Jamshid smiled. He felt an affection for the old opium smoker. He was discovering there were possibilities of friendship in the world. For the first time he found himself wanting not to be caught. “To live is all that matters.” He thought that it might be true.
“There is someone I must find,” he said. “An old woman who lives hereabouts. Maybe you know her. She is the wife—the widow—of an old man named Ali—Ali of the Good Ears—a great man who has been gone from Shiraz many years, traveling about with camels . . .”
“Ah, Ali the murderer,” the old man said. “Yes, I knew him well. I am truly sorry he is dead. His wife lives just two houses away. I will go and tell her you are here. In the last few weeks she had said more than once she expected to have news of him. I am sorry for her that it will be bad news, but to tell the truth she has been living with the ghost of that old man for too long. Tell me how he died.” The old man smoked a fresh pipe as he listened to the story.
“His death was like him,” he said when Jamshid had finished. “He was the noblest murderer of his day. He used to be a looti in the days before there were policemen. He kept it up even after the policemen came, because none of us around here could really trust a policeman to protect us.
“Ali was everything a looti should be. He was brave, manly and patient and kept his promises. He was pure and single-minded. He didn’t oppress the weak or commit extortion against anyone. He drove evil away from anybody who was oppressed. He spoke the truth and listened to it. He gave out justice even against himself, and never hurt anybody whose salt he had eaten. Hypocrisy to him was shameful, and he didn’t worry about calamity.
“Well, one winter everyone in the quarter was getting sick, and a little boy died. At last it was discovered the baker had been putting poisoned corn in his bread in order to save money. Ali went to the baker’s shop and was about to throw the baker into the oven, according to custom. The baker was screaming and wriggling, for Ali had the wretch poised at the fiery door. Just then a policeman rushed in and struck Ali across the cheek with a club. Ali understood a new order was coming, and if the policeman hadn’t struck him, I believe he would have let him rescue the baker. But having been struck, Ali dropped the baker and struck the policeman on the head. The policeman died on the spot. I found him just standing there. He would have waited until the rest of the police had got up their nerve and come for him. But I told him he must go. His wife, who was only a little girl then, said she would wait for him as long as it might be. Once in
a while, every few years or so, he came back, but it was no good. He was too famous. One dead policeman never blows over. Wait here,” the old man said, getting up, “I will go and tell Ali’s wife that his friend has come bringing news.”
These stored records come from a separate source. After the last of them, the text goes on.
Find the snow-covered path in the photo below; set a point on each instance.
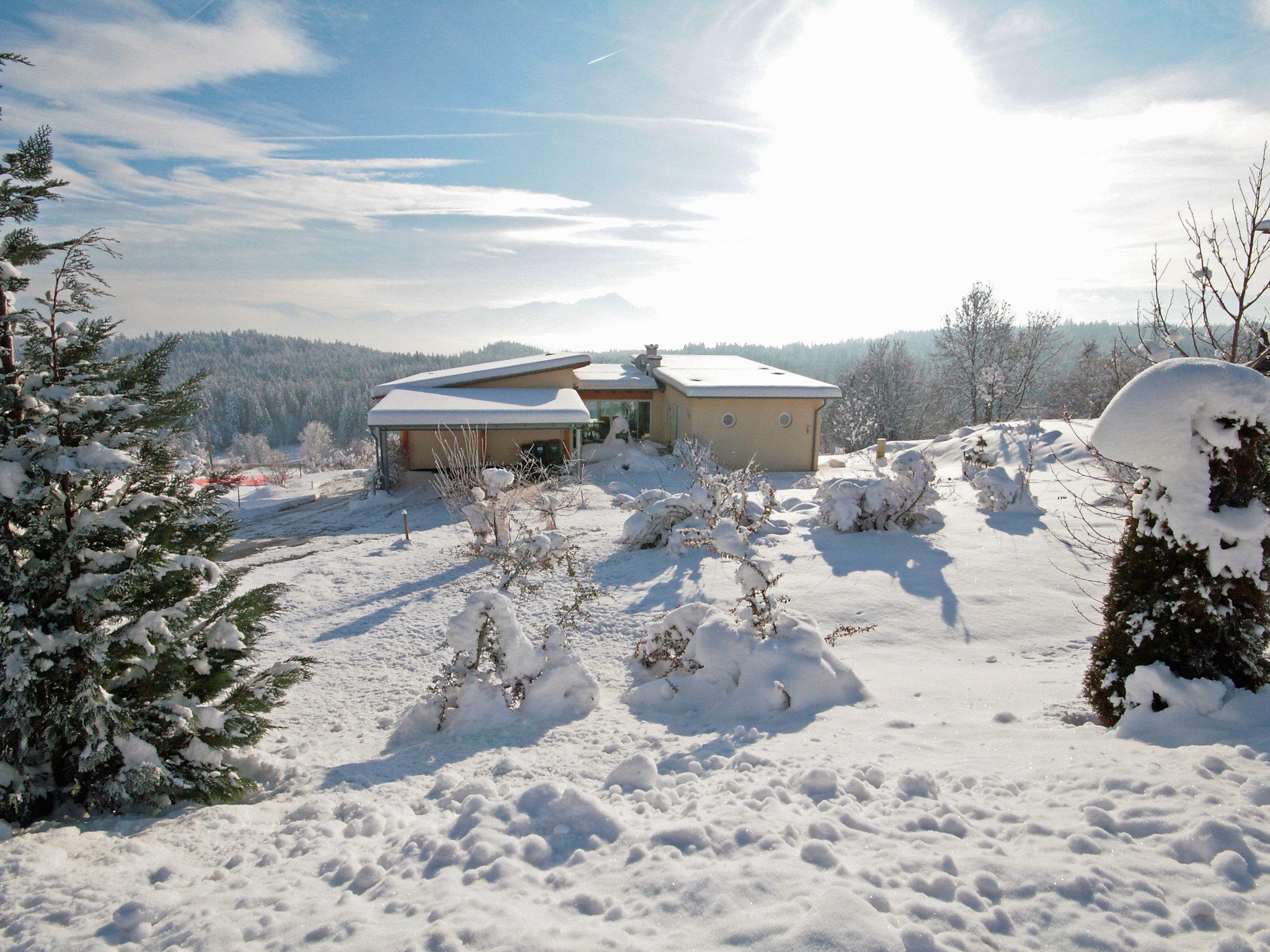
(967, 805)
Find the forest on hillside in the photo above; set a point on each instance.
(271, 385)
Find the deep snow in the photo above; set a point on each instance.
(967, 804)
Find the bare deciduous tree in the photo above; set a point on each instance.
(883, 395)
(991, 367)
(1217, 315)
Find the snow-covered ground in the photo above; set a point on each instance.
(967, 804)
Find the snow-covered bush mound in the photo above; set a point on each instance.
(996, 490)
(905, 499)
(671, 519)
(623, 451)
(727, 672)
(977, 459)
(1165, 421)
(666, 640)
(495, 671)
(487, 514)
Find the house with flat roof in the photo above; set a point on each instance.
(746, 409)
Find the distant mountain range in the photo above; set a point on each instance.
(275, 385)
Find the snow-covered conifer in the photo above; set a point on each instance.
(128, 655)
(1189, 582)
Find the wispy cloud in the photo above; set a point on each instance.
(373, 136)
(136, 47)
(104, 81)
(1026, 23)
(614, 120)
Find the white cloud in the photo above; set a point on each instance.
(895, 177)
(1025, 23)
(102, 76)
(135, 47)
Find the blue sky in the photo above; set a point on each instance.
(762, 170)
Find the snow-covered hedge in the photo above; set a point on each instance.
(1188, 583)
(905, 499)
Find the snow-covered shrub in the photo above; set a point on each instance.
(497, 668)
(666, 640)
(673, 519)
(760, 658)
(488, 511)
(996, 490)
(249, 448)
(1188, 584)
(901, 500)
(316, 444)
(729, 672)
(977, 459)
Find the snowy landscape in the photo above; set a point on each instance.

Left alone Jamshid began to feel strange from the opium. Any scene his senses fixed on became immobile. “Who is it comes dancing on the grave?” He sat in the lamplit garden gazing at a rose which, head bent against the wall, clasped itself. Inside the rose a fly lay motionless in sleep. The lamp put shadows on the mud wall. The wall was not a surface but a depth across which moved living, glorious forms. Jamshid smelled the sharp, desolating smell of dried mud. A palm tree rose up horny as a snake. At the top huge orange sprays of dates lunged downward again, and dark, sword-like leaves clashed slowly in the sky. The dark odor of the dates floated down. The pool of water shifted a little and then heaved.
“She is still awake,” the old man said, coming back into the garden. Jamshid heard the voice very dimly. He had to shake his head to free himself. “She asks that you go to her. At this very minute she is preparing tea for you. Go. Her house is two doors away.”
Jamshid took up his carpet. As he closed the gate behind him it was like closing a door on a world of signs, the sign the book had given him and those woven into the garden itself all telling him to go.